YAML Schemas with Mixed Content¶
Source code: examples/structured_and_unstructured/retail_yml/example_retail_schemas.py
This example demonstrates how to use YAML schemas to generate both structured data and unstructured document content for a retail application.
Overview¶
SYDA can generate both structured tabular data and unstructured document content like PDFs in a single workflow. This approach is useful when you need to maintain consistency between your structured database records and free-form documents that reference them.

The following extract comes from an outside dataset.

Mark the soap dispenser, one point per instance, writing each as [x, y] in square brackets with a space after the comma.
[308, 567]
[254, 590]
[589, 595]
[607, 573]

In this retail example, we generate: - Structured data: Product categories, products, customers, and transactions - Unstructured content: Receipt documents (PDFs) that include items from transactions
Schema Definition¶
The retail example uses YAML schemas to define both structured data models and document templates.
Structured Data Schemas¶
Here's an example of the structured YAML schemas:
# category.yml
__table_description__: Product categories in the retail system
id:
type: number
description: Unique identifier for the category
primary_key: true
name:
type: text
description: Category name
nullable: false
parent_id:
type: number
description: Reference to parent category (if any, for hierarchical categories)
nullable: true
description:
type: text
description: Category description
# product.yml
__table_description__: Products available for purchase in the retail system
id:
type: number
description: Unique identifier for the product
primary_key: true
name:
type: text
description: Product name
nullable: false
sku:
type: text
description: Stock keeping unit (unique product code)
nullable: false
category_id:
type: number
description: Reference to product category
nullable: false
references: Category.id
price:
type: number
description: Product price in USD
nullable: false
description:
type: text
description: Detailed product description
Document Template Schema¶
For generating unstructured documents (like receipts), we define a special schema with template processing capabilities:
# receipt.yml
__table_description__: Retail receipts with store details and itemized purchases
__template__: true
__template_source__: templates/receipt.html
__input_file_type__: html
__output_file_type__: pdf
__depends_on__:
- Customer
- Transaction
- Product
id:
type: number
description: Unique identifier for the receipt
primary_key: true
store_name:
type: text
description: Name of the retail store
nullable: false
store_address:
type: text
description: Full address of the retail store
nullable: false
transaction_date:
type: date
description: Date when the transaction occurred
nullable: false
customer_id:
type: number
description: Reference to customer who made the purchase
references: Customer.id
nullable: true
cashier:
type: text
description: Name of the cashier who processed the transaction
nullable: false
items:
type: array
description: List of items purchased in this transaction
item_fields:
product_name:
type: text
description: Name of the product purchased
sku:
type: text
description: Product SKU/code
quantity:
type: number
description: Quantity purchased
unit_price:
type: number
description: Price per unit
item_total:
type: number
description: Total price for this item (quantity * unit_price)
subtotal:
type: number
description: Sum of all item totals before tax and discounts
nullable: false
tax_rate:
type: number
description: Tax rate applied as percentage (e.g. 7.5 for 7.5%)
nullable: false
tax_amount:
type: number
description: Calculated tax amount
nullable: false
discount_amount:
type: number
description: Any discounts applied to the transaction
nullable: false
default: 0.0
total:
type: number
description: Final total including tax and discounts
nullable: false
payment_method:
type: text
description: Method of payment (Credit, Cash, etc)
nullable: false
notes:
type: text
description: Any additional notes for the receipt
nullable: true
Foreign Key Handling¶
YAML schemas handle foreign keys through explicit references:
category_id:
type: number
description: Reference to product category
nullable: false
references: Category.id
Additionally, for template generation, you can specify schema dependencies using the __depends_on__
property:
This ensures that all required data is generated before processing templates.
Code Example¶
Here's how to use YAML schemas to generate mixed structured and unstructured data:
import os
import pandas as pd
from syda.generate import SyntheticDataGenerator
from syda.schemas import ModelConfig
from dotenv import load_dotenv
# Load environment variables from .env file
load_dotenv()
# Define output directory
OUTPUT_DIR = os.path.join(os.path.dirname(os.path.abspath(__file__)), "output")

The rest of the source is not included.